Our findings agree with those of Rahman et al. (2015), who reported that exogenous transplacental transmission in goats is the most relevant in Bangladesh, indicating that oocysts ingestion plays a role in the maintenance of endemicity of T. gondii in goats. In our study, the presence of cats in the farm was a determining factor in the introduction of T. gondii to this flock.

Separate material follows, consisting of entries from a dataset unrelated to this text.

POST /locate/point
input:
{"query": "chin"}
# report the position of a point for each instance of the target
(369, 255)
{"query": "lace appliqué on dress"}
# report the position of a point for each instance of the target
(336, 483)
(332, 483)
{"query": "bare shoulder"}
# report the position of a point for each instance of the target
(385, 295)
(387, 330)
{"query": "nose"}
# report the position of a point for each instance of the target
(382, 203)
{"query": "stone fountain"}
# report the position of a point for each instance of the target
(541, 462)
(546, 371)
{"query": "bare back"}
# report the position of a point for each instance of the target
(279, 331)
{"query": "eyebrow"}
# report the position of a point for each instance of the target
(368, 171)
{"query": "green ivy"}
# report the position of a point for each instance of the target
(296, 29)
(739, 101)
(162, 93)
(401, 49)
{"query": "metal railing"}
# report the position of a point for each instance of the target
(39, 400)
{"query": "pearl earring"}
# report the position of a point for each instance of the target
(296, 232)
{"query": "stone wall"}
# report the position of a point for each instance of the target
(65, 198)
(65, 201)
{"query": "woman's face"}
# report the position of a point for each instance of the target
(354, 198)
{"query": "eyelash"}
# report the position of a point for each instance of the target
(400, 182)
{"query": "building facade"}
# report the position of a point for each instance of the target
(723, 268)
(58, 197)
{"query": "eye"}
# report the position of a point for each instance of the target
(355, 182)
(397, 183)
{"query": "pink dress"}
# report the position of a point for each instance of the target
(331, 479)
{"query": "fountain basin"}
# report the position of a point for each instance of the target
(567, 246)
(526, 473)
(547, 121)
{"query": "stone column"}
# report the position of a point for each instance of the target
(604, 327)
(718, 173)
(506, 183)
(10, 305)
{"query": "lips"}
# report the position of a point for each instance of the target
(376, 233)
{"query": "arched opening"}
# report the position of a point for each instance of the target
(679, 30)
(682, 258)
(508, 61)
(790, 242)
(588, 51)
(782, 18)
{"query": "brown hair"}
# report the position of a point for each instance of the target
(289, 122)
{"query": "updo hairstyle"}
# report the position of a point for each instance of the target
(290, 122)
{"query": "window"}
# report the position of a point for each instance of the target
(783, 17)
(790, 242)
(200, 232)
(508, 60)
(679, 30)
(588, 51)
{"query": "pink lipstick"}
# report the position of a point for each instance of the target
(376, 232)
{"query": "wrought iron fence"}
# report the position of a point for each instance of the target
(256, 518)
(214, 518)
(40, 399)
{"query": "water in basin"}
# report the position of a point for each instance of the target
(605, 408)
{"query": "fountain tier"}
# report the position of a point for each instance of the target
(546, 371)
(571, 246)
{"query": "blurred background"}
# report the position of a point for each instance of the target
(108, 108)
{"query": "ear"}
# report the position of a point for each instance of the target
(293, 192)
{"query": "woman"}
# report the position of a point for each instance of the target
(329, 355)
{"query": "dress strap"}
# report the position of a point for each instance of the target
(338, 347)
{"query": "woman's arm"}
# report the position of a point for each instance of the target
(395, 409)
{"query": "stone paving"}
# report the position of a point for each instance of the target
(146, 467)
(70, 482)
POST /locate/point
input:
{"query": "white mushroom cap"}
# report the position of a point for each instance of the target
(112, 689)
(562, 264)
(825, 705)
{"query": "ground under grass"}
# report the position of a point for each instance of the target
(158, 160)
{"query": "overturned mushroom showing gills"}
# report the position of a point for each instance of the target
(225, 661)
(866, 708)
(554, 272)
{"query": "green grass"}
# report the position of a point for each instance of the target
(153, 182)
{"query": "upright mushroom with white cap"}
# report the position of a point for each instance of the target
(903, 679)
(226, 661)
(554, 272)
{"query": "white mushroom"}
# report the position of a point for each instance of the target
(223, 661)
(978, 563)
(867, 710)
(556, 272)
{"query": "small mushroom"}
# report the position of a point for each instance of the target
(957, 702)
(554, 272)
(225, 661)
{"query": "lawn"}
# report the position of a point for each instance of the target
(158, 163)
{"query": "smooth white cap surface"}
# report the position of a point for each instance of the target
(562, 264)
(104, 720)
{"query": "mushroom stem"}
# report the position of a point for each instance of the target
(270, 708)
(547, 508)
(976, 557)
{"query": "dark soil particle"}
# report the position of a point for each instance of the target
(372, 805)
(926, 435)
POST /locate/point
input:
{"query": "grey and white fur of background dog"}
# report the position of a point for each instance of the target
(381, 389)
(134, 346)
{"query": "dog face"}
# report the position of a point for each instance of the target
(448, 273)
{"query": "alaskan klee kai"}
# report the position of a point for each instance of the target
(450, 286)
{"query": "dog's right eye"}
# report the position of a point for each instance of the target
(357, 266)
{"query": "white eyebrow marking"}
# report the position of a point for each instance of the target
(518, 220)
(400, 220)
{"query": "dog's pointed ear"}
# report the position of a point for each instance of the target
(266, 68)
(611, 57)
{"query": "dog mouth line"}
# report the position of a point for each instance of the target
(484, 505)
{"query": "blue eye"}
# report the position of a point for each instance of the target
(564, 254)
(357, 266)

Histopathological analysis of aborted fetuses revealed that areas of necrosis and non-suppurative inflammatory reactions in fetal tissues are frequently associated with T. gondii infection (Caldeira et al. 2011; Moreno et al. 2012). In placentas, the presence of mononuclear infiltrate, areas of necrosis and calcification, and detection of T. gondii DNA are indicators of active protozoan infection in the cotyledonary tissue (Pereira-Bueno et al. 2004; Van Den Brom et al. 2012). This active infection may result in decreased supply of oxygen to the fetus during gestation (Penning et al. 1994; Juan-Sallés et al. 2011; Castaño et al. 2014). Further research on the pathogenesis of lesions caused by T. gondii will aid in better understanding of the consequences of toxoplasmosis in pregnant goats.

Conclusion

Natural T. gondii infection in pregnant goats results in severe reproductive loss of the flock. Moreover, the infection severely compromises reproduction in goats producing serologically positive offspring through transplacental transmission. It is recommended to monitor the presence of felines close to the food and water source to avoid exogenous transmission of the parasite to pregnant goats.